“Let’s go, lovebirds.”
I looked up at Otto, and noted he was just as shocked. Hmm. He shook his head, ushering me out of the apartment.
Luckily, our apartment had underground parking because the French did not believe in leaving a buffer space. It was nose to bumper if you had to park on the street. Sampson climbed into the front of the car, and I was sandwiched between Otto and Hendrick in the back.
Let me just say, it was an enviable position to be in.
Librairie Jules Verne was in the Latin Quarter, and I was going to beg Evan to drive past the Pantheon and Notre Dame on the way back to our apartment. We finally made it to the right area and drove past the actual bookstore five times looking for a parking spot in the narrow, one way streets.
Evan was beginning to mutter under his breath before he finally found a place to park, and while it was a little walk away, I didn’t mind. The streets were beautiful here, the setting sun making the white stone buildings look blush-colored. My breath caught in my chest as I took in the moment.
Paris. I was in Paris.
Sampson rested his hand possessively on my spine, walking closely beside me as we strolled down an honest-to-goodness French lane.
The bookstore was everything you’d want a bookstore to be. It had a brown and tan striped awning over a huge plate window displaying secondhand books. Hand-painted lettering on the glass declared it the Jules Verne Bookstore—but in French.
“I’ll wait here,” Evan grunted, and Sampson slapped him on the shoulder.
Hendrick pushed open the door, and a little bell tinkled above it. It smelled musty, like that indescribable antique book scent, and I inhaled deeply. Used bookstores had a magic that normal bookstores lacked. It was always like being transported to a sepia-colored paradise.
“Bonjour.” A pretty woman with straight blonde hair and red lipstick greeted us. Gosh, she was beautiful. I wished I had the confidence to pull off her understated sensuality.
I winced, because I was about to sound dumb. “I’m sorry, I—”
Otto let out an easy flow of French that had me gaping. The woman happily answered, directing us toward the back. “You speak French?” I whispered, and he chuckled.
“Yep. And Mandarin, Spanish and German.”
“Show-off,” Sampson muttered, and Otto punched him in the back.
We weaved in a single file through the shelves of books to an entire section for Jules Verne. “Holy shit, there must be a hundred books here,” Hendrick whispered, and I looked at it, disheartened.
How were we going to find the right fucking book?
Sampson nodded. “Otto and I will take the top corner; you two start at the bottom corner. We’ll meet in the middle.”
I shrugged off my jacket and pulled out the first book.
Chapter26
Hendrick
Islumped back against the shelves, watching Aviva as she checked books, mainly so I could look at her ass. It was a great ass. I wasn’t nearly done with it yet.
Sam looked over his shoulder at me. “You could help, Drix.”
I raised both brows and waved a hand toward the gloriousness of Viva’s peach butt. “And miss the view?”

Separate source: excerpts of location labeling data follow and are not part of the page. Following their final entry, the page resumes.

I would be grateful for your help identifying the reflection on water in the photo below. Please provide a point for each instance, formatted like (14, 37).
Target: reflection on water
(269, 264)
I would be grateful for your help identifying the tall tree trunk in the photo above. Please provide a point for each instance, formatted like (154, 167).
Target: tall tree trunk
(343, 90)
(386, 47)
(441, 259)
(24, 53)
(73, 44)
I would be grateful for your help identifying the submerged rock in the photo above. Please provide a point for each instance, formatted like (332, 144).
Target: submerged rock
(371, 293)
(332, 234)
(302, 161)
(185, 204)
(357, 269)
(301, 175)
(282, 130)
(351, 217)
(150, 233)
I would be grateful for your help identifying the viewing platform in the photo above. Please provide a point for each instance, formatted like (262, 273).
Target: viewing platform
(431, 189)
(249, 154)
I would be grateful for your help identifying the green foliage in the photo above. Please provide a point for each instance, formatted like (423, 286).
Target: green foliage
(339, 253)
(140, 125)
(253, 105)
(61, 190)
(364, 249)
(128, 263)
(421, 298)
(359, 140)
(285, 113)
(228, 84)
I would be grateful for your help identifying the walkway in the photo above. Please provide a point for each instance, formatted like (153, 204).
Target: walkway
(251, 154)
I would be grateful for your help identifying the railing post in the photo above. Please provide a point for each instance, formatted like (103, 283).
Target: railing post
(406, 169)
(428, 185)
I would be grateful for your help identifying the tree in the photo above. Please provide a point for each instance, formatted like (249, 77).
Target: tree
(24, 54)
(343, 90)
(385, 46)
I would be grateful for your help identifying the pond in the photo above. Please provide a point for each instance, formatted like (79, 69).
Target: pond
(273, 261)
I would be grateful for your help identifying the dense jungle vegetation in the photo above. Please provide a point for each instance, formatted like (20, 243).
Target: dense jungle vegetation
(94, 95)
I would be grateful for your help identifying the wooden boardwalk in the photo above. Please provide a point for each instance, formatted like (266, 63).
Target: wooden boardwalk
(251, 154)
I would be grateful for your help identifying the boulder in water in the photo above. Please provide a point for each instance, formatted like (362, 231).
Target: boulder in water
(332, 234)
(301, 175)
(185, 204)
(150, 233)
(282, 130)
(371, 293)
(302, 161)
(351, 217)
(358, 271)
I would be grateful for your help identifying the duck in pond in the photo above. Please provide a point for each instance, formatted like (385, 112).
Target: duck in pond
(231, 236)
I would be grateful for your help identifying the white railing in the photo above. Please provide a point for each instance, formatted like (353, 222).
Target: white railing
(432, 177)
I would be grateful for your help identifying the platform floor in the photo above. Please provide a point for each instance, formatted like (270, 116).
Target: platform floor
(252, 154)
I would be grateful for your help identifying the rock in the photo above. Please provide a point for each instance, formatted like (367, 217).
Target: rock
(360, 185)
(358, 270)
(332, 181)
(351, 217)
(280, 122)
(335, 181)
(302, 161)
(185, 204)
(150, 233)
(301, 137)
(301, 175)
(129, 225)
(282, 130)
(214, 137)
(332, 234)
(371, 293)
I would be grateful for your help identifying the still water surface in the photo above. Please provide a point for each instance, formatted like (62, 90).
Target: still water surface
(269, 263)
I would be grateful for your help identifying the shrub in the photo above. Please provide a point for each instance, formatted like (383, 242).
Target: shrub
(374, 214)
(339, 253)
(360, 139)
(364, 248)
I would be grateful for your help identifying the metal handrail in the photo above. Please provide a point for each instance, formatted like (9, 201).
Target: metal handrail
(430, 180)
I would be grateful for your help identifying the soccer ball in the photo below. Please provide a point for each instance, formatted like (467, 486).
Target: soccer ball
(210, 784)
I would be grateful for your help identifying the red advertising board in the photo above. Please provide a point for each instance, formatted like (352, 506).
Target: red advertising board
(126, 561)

She gave me a dirty look, and I grinned back at her. I kept having vivid flashbacks to her mouth wrapped around Otto’s dick, and Sampson buried deep inside her. I wanted that too, fuck it. I wish we could forget this Vernian bullshit and just stay in Paris, fucking and eating, drinking and laughing. Better than this goddamn wild goose chase for some pompous asshole who thought he was Hemingway.
“Found it,” Sampson muttered, a book flipped open in his hands. He studied Aviva as she snatched the book out of his hands. Her eyes scanned the words like she was gobbling them up like candy, and for some reason it irritated the hell out of me.
“Out loud, Viva. Don’t leave us in suspense.”
“It says, ‘There’s a fine line between courage and insanity. Penny Lane, Calcutta.’ That's it.”
“India? You have to be joking. I thought we were hitting up Europe.”